Thinking about purchasing Class A and would like to know opinions on the ride of the different chassis.  Possibly a 30' with a couple slides.  Haven't really settled on any floor plan but that should not make much difference in the ride.  We have a 32' pull but the work involved in set up is not what we want.  Our thoughts are that with auto levelers etc.  and not having the extended length with the extra long truck to pull it would be nice.  Appreciate any thoughts suggestions or ideas you may have.  Negative and positive will be appreciated


----------



## LEN (Nov 30, 2012)

If you are set on the 30' I would stay with a gas rig. They are setup better for that length than a diesel. Now if you go to 36 or better no question the diesel would be better ride and handling. As far as length goes I don't see a lot of difference in handling between a 32 and a 38 is not much to get used to. As to parking in a CG, state CG's have a 30 limit once in a while, while private can most of the time accommodate about any length. That said I have been in a lot of State CG's that can take the 45' and still say 30' they lie or don't update.

LEN


----------



## H2H1 (Nov 30, 2012)

Bonenatta I haVE A 03 36' SOUTHWIND,with 3 slides hydraulic levers. It is easy to set up and break down. If interrested PM and we will chat.


----------



## vanole (Nov 30, 2012)

Both Len and Hollis are spot on concerning the info they posted.

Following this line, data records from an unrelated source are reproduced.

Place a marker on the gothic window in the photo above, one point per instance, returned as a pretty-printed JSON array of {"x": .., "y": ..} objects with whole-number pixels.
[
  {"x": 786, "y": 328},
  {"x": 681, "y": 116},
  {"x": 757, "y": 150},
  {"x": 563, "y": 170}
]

Like Len mentioned in the length you are looking at gas M/H would be the way to go.  Concerning the ride wheel base plays an important role in your ride also.  The longer the better.  I've shoe horned my 43' into a couple of state campgrounds with no issues.  

You are correct concerning floorplan not affecting the ride but it will make or break your long term happiness with your unit.  Research the floorplan until you are blue in the face and then see what chassis and engines are available and test drive the engine and chassis variants if they exist.


----------